It’s underway.
I’ve read about three hundred blog posts and articles and comments on editing your novel and come to the conclusion that it’s just time to jump in the deep end and get on with it. No sense in beleaguering the issue and putting it off — I had a secret goal to complete this novel within the span of a year, and if that’s going to happen, it’s time to get on the stick. Leading up to it, I was terrified. Sure I’d be unable to identify the errors or that I would wrongly let the crappy stuff slide through or worse, that I’d stomp out the good bits.
Well, I’m three days in. The water was a shock at first, but I’m acclimating fast. I’ve no idea if I’m doing it properly or not. Basically I’m reading the first draft, jotting notes on a to-do list, and trying to track the major developments to make sure they make sense. I’m also tidying up the copy as I go, fixing the finicky bits and cleaning up obvious errors and boring prose.
Some of the stuff that needs attention jumps out at me. I overused the HELL out of the “sigh”, be it the exasperated sigh, the relieved sigh, the boy-that-turned-out-exactly-the-way-I-expected sigh. So a lot of those sighs are in serious need of makeovers. If there’s a better, cleaner, more interesting solution that comes ready to mind, I fix it. If not, I highlight it for attention on the next pass. There’s also some occasional redundancy that I wouldn’t have necessarily expected from myself — hey, everybody thinks he writes pretty decently and clearly the first time through, right? — which is easy enough to fix. Like, I encountered a sentence today that said something along the lines of, “He picked up the glass and took a sip as he picked up the glass.” Past me, in full-on Id-Writer mode, wrote that, thinking it was, you know, not total nonsense. I guess the flow of the first draft isn’t always so clear and collected.
Then there’s other stuff that hides in the weeds, hoping I’ll glide past without noticing it. I parsed a sentence wherein my hero “sat down at his desk, clutching her note in his hand,” and was about to keep on reading when I realized there had been no mention of a note in previous pages. I asked the Id-Writer about it and he produced some vague snarls and growls that might have communicated something about a note and how it ended up in the hero’s possession, but it was about as easy to decipher as a bunch of feathers and teeth cast on a scrying table. There are portions of the draft where Past Me left a trail of breadcrumbs for Future Me (now, I guess, Present Me) to follow: “go back and write in a scene where he cuts off the finger of his greatest rival,” for instance. This was not one of those times. So I’m in the dark about whatever brilliant idea I thought I had at the moment I was having it, and now I get to go prowling through the woods after it with the dim flashlight of my dubious memory.

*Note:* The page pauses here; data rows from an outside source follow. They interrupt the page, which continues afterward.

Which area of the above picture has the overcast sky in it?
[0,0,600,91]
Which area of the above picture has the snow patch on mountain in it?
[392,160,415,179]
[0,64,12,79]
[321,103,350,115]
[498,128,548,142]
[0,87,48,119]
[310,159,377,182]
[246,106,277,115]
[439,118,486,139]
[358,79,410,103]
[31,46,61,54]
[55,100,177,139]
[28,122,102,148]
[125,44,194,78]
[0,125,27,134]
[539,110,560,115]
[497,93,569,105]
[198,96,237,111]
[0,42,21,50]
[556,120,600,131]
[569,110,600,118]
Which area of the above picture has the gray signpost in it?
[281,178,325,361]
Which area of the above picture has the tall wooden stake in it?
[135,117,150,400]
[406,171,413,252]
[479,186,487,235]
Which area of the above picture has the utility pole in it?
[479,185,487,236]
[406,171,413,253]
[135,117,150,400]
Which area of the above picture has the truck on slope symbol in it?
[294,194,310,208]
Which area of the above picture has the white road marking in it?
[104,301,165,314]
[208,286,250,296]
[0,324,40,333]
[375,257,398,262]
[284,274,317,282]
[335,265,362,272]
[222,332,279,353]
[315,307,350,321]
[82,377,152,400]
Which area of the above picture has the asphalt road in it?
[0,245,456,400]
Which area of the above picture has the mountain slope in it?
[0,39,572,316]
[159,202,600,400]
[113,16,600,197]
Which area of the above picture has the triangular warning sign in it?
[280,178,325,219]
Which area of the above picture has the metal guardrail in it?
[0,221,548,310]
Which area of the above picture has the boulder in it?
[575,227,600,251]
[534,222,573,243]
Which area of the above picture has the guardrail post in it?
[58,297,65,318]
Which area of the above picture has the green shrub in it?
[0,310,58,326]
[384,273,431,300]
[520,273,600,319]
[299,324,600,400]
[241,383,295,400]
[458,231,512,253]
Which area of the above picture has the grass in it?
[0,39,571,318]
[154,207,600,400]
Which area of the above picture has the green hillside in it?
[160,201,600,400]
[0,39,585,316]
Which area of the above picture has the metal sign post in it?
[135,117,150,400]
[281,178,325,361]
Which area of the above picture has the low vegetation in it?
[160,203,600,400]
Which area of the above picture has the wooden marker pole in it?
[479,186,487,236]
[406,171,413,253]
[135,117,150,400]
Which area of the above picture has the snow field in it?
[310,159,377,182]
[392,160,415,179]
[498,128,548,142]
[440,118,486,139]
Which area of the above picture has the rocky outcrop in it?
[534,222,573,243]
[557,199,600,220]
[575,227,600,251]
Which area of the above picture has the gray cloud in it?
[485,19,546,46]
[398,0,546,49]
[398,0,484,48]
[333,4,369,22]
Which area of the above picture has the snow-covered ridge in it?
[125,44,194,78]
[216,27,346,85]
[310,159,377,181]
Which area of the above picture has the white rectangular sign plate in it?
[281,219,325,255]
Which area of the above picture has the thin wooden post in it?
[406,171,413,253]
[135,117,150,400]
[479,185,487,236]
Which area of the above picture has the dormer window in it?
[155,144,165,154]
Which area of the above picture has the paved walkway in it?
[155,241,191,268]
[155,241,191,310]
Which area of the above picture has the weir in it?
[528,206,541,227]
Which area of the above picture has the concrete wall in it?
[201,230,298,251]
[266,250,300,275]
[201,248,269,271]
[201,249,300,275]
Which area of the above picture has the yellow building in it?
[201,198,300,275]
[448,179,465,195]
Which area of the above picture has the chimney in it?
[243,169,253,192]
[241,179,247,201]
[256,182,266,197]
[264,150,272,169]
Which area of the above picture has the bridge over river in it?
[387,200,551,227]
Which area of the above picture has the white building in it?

The upshot of the process so far (and I know, I know, I’m a whopping three days in, what do I know yet about upshots — the sharknado hasn’t even speculated about the eventuality of getting real yet) is that I feel like I’m doing a pretty solid job of stomping out the charred, overcooked bits of prose where I was obviously buzzing the tower. There haven’t been a lot of them — yet — but there are passages that stick out like a thumb that was hit with a hammer, treated with salve, became infected when the salve entered the bloodstream through a papercut, and then got hit with a hammer again. Obviously out of character for the story or even for me. There have literally been moments when I sat at the desk wondering if it was really possible that I wrote the words on the page in front of me, even though to think otherwise is ludicrous. But then I think about that Id-Writer on his chain in the unlit basement and I recall those days when I’d churn out a thousand, or twelve hundred, or sixteen hundred words without even realizing the passage of time…
Not to make light of a serious mental condition, but I am starting to wonder, are writers in general as schizophrenic as I feel? I honestly feel that the first draft of this novel was a conglomeration whacked together by not just me, but by three or four different versions of me, each with a different sense of humor, sense of timing, sense of language. Then I wonder if that fragmented perception is a strike against the novel intrinsically (the story itself is fraught with problems that make it feel fragmented) or against the Me that wrote it in the first place (I’m fragmented as a writer because I don’t know myself or my voice or how to even tell a fargoing story yet). Then I wonder if I’m not overthinking the whole thing (not that I’d ever be guilty of that) or even using parentheses too much (as if that were even possible).
All this, and I’m all of, oh, about six thousand words into the draft. It feels like the start of a long road trip in a car with a gaggle of mildly psychotic socially inept know-it-alls. Except in this metaphor, the radio is busted so we’ve got nothing to do but listen to each other kvell about the various problems with the blah blah blah and what each of us would do to fix the yada yada yada and what we really like about the et cetera. And it’s a long fargoing way to Vegas.
Not sure why we’re headed to Vegas in this metaphor, but it felt right. What happens in the editing mobile stays in the editing mobile, unless somebody dies or vomits. Then we stop for air fresheners.